Je ne vois rien et n’entend rien. Tout autour de moi est d’un noir profond, puis brusquement, un bruit arrive jusqu´à mes oreilles, un grondement sourd, je sens que le sol tremble en dessous de moi. J’ouvre les yeux. Je suis assis sur une pierre, le ciel au dessus de moi est d’un rouge sang. Je me retourne. Deux gigantesques griffes semblent sortir du sol, entre elles se trouve une espèce de paroi orange ondulant comme de l’eau tel un œil démoniaque. Un mot me vient à l’esprit : Oblivion. Je tends l’oreille, les grondements derrière moi se sont apaisés, je me retourne. Une gigantesque silhouette se détache dans la brume rougeâtre, le brouillard se dissipe, La créature ouvre la bouche.
- Tu vas mourir ! dit-elle d’une voix d’outre tombe.
Journal d’un bandit
Chapitre IV : Trahison
- Nooooooooooon !
- Roknar ! Dit une voix lointaine. Réveille toi !
Celui-ci ouvrit les yeux, il se trouvait dans une pièce sans fenêtres éclairée par une chandelle, il était allongé sur un tas de paille malodorant, Giroll se tenait devant lui l’air affolé
- Hé toi. Dit un garde de derrière une grille. Tait toi tu veux ? Tu n’es pas aussi précieux que ton petit camarade.
Le premier réflexe de Roknar fut d’attraper sa claymore, qui n’était plus dans son fourreau.
- Ferme la fils de troll ! Grogna Giroll. Si je n’étais pas attaché…
En effet, Roknar remarqua qu’il avait des fer au pieds
- Tu quoi ? Intervint un deuxième garde. Tu lui soufflerais à la figure ? Ne t’inquiète pas à mon avis c’est ici que va s’achever ta vie.
Les deux gardes s’esclaffèrent.
- Je t’arracherai le cœur a coups de griffes bien avant ! Feula Giroll
Les gardes rirent à nouveau
- Tu te crois peut être très fort petit Khajiit. Dit doucement le garde. Mais tu fera moins le fier quand tu verra ce que t’a réservé le conte.
Giroll ne répondit rien et se tourna vers Roknar
- Tu te sens bien ? Lui demanda-t-il. Tu criait tout à…

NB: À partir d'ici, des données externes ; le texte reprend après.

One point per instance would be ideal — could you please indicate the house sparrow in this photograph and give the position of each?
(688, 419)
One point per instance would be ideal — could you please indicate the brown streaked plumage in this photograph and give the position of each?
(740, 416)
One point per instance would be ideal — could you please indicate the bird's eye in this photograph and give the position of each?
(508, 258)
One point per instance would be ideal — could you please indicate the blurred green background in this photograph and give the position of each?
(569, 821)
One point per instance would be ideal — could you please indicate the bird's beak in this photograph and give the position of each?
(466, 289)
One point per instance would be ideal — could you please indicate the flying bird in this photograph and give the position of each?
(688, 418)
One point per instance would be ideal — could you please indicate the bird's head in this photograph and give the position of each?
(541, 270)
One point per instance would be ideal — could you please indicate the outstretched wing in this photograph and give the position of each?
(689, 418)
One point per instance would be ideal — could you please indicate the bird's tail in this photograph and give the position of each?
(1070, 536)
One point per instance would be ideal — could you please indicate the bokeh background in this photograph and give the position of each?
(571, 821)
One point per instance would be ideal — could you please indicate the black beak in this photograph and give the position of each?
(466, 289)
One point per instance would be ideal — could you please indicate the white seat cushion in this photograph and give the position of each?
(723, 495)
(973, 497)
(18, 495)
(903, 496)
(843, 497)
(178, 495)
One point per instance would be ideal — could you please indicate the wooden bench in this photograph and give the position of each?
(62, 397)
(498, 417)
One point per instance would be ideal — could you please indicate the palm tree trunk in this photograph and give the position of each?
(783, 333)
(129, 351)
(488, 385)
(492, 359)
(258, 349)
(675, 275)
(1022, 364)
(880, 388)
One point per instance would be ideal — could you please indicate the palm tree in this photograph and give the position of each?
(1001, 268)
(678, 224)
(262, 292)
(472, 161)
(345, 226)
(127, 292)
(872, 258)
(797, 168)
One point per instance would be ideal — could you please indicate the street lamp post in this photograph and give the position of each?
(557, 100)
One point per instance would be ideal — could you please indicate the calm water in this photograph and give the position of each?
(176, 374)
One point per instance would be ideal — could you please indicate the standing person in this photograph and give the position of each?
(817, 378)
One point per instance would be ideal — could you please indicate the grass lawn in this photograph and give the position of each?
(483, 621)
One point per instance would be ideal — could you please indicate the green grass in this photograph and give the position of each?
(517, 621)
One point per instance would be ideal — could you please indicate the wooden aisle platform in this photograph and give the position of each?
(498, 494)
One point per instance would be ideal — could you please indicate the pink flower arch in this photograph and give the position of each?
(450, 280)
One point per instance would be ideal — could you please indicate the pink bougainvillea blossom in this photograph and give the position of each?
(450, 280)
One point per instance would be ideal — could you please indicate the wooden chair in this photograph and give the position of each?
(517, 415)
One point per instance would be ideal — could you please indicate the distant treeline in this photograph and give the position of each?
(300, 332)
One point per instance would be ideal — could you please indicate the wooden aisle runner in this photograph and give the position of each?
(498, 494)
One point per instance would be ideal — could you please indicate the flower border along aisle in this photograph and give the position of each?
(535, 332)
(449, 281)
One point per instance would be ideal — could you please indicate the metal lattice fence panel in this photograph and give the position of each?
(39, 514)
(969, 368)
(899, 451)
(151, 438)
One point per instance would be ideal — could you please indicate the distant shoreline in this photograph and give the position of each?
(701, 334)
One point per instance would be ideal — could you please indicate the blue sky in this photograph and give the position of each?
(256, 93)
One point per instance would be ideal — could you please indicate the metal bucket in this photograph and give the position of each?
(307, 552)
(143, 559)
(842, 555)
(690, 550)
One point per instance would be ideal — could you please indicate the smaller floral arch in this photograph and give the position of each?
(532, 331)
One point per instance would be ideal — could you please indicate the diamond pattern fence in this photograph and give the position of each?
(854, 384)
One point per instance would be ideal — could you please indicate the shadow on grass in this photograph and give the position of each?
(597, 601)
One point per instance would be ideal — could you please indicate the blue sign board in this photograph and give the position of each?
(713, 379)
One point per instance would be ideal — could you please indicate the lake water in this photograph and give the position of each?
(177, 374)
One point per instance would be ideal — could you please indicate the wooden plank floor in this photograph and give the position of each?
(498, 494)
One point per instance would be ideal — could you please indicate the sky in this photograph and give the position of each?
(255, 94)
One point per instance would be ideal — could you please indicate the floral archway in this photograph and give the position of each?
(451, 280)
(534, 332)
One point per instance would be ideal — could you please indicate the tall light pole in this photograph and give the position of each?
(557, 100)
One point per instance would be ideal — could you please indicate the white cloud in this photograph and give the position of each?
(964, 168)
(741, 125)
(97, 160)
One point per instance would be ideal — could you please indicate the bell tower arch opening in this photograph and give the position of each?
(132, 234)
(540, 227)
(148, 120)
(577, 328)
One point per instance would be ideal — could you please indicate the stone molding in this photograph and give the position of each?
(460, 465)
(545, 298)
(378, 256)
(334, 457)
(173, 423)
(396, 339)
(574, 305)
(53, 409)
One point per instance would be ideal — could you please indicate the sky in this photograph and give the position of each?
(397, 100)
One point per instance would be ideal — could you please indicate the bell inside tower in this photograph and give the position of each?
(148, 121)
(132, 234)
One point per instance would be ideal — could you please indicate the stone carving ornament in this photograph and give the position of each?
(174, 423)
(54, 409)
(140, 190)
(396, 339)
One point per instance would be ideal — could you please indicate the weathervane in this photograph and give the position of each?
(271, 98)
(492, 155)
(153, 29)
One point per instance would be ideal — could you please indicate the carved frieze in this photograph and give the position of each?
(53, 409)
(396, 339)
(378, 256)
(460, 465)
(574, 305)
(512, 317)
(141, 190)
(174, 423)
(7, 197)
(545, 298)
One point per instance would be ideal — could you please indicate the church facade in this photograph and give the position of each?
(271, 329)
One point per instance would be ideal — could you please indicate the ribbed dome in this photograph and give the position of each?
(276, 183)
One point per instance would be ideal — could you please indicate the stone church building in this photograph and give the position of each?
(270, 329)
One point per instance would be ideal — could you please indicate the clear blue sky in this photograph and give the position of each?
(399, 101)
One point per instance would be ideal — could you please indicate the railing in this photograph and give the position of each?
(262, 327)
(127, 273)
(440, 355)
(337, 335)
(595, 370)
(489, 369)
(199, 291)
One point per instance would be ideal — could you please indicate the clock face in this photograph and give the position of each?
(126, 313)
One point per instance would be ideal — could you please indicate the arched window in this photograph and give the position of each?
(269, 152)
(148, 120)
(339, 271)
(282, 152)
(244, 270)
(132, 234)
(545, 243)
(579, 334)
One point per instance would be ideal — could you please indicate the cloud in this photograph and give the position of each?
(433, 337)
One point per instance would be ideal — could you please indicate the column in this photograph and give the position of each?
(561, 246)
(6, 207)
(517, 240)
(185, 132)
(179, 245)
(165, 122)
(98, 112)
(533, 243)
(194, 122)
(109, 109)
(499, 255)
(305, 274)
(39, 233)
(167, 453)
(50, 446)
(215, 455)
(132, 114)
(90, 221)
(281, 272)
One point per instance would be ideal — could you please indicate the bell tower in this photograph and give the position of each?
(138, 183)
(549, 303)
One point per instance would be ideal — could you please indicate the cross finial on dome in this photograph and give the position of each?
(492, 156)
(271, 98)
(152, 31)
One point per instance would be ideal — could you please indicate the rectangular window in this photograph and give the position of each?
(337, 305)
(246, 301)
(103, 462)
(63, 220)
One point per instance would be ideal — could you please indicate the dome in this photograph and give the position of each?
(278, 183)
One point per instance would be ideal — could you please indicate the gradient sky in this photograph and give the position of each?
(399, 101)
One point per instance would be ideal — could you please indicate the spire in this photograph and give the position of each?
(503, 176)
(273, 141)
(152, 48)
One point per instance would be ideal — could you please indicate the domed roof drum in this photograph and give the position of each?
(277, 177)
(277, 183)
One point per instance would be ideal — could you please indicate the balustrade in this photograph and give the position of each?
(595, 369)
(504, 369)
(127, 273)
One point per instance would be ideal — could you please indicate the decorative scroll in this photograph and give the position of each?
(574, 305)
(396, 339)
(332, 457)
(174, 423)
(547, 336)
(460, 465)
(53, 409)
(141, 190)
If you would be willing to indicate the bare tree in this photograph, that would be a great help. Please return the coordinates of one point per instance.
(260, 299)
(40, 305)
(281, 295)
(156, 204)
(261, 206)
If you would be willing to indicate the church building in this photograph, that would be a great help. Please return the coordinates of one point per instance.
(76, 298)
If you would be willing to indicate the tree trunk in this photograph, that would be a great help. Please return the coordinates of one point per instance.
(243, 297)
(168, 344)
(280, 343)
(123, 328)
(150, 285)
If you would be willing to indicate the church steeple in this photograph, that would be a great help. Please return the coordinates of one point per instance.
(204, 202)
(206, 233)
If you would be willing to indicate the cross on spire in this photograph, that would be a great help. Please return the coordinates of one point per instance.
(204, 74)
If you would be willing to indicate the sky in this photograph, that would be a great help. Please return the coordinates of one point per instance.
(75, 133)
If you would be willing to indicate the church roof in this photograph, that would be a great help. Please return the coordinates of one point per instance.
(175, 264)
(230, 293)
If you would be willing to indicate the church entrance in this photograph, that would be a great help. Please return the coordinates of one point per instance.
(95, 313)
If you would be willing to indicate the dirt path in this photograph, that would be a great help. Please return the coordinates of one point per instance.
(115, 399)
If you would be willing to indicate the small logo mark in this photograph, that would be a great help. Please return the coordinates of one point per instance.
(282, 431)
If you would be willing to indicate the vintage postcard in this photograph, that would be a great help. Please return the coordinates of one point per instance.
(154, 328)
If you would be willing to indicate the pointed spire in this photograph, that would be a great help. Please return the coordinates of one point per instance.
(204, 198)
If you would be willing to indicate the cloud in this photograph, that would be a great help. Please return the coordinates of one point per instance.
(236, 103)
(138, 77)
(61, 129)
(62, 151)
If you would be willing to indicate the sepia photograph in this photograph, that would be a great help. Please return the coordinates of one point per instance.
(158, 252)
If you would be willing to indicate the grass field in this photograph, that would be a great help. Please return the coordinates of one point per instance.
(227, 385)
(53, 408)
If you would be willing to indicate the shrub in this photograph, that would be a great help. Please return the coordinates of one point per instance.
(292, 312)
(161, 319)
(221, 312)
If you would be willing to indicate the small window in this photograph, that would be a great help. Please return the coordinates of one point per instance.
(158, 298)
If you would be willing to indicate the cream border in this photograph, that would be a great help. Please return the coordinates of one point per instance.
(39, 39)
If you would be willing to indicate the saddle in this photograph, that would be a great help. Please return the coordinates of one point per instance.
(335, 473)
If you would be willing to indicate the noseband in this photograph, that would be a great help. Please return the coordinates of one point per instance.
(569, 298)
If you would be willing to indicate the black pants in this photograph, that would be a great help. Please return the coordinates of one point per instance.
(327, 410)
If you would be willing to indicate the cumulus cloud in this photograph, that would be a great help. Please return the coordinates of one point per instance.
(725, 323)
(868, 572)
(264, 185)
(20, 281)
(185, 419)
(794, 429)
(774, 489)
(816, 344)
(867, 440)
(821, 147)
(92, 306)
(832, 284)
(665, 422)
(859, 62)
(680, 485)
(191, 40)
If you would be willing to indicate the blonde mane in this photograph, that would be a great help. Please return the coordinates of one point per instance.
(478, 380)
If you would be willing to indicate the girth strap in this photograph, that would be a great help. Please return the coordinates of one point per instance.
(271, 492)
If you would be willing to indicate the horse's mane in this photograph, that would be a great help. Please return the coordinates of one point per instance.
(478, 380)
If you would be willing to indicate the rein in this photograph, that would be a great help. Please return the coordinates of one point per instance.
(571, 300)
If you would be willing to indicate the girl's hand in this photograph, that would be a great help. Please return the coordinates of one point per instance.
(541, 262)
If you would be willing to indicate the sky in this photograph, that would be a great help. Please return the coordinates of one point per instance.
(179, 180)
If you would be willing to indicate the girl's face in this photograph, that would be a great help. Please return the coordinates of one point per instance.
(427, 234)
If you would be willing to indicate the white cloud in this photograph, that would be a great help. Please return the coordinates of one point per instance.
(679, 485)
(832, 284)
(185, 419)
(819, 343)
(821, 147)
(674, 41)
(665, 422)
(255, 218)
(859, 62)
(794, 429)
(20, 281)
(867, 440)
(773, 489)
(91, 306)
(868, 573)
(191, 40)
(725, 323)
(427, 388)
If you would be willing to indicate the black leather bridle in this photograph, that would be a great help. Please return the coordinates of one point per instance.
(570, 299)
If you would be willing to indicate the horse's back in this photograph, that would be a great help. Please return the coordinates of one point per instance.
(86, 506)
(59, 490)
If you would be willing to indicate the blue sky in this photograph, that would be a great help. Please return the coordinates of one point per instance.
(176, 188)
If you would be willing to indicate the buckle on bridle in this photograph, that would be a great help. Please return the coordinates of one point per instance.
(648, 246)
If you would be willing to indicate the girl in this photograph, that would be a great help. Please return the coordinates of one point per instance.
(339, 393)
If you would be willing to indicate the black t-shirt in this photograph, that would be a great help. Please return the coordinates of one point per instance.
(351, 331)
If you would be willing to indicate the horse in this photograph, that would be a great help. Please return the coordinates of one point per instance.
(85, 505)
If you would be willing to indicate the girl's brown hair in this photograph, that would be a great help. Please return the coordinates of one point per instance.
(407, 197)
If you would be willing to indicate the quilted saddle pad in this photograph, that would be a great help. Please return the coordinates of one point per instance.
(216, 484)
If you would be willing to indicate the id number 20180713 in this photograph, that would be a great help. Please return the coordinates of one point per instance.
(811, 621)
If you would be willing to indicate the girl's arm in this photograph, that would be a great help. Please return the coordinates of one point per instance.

- Où sommes nous ? Le coupa Roknar.
- Les cachots du palais impérial, juste après t’avoir assommé, ils nous on jetés dans un chariot et nous on amené ici. Répondit Giroll à voix basse.
- Où est Vodrr ?
- Tu le sauras bientôt. Dit une voix sifflante qu’il connaissait bien.
Sircan se tenait là adossé contre un mur à côté des gardes.
- Laissez nous. Leur dit il
- Ils s’inclinèrent et sortirent
- SALE TRAITRE ! Rugit Roknar. TU NOUS AS VENDUS SALE FILS DE GOBELIN, JE TE TUERAI, TU MOURRAS DE MA MAIN !
Pendant que Roknar traitait Sircan de tous les noms Giroll le regardait, ce n’était plus le petit Bosmer habillé de haillons qui les regardait. Il avait la tête haute, les cheveux soigneusement coiffés et était vêtu d’une armure de la légion impériale.
- Où est Vodrr bosmer ! Lança-t-il assez fort pour couvrir les rugissements de Rage de Roknar
- Vous allez le rejoindre répondit calmement Sircan. L’empereur souhaite vous parler.
Roknar s’interrompit brusquement.
L’empereur ? dit-il la voix chargé de mépris. Et pourquoi pas les neufs pendant que tu y es.
Sircan ne répondit rien. Il se contenta de faire signe à un garde qui venait d’entrer d’ouvrir la porte. Il rentra dans la cellule et s’approcha de Roknar. Il le plaqua au mur d’une main, de l’autre il sortit une petite dague dwemer de sa ceinture et en plaqua la lame contre la gorge de Roknar.
- Avise toi encore une seule fois de me parler sur ce ton et ce sera la dernière erreur que tu commettra Khajiit. Lui chuchota-t-il.
Roknar ne comprenait pas comment, ce misérable bosmer à la carrure de ver de vase pouvait le maîtriser d’une seule main.
- J’espère que je me suis bien fait comprendre. Dit Sircan.
Pendant que celui-ci parlait, Roknar le regarda, ses yeux étaient rouges et injectés de sang, de longues canines sortaient de sa bouche.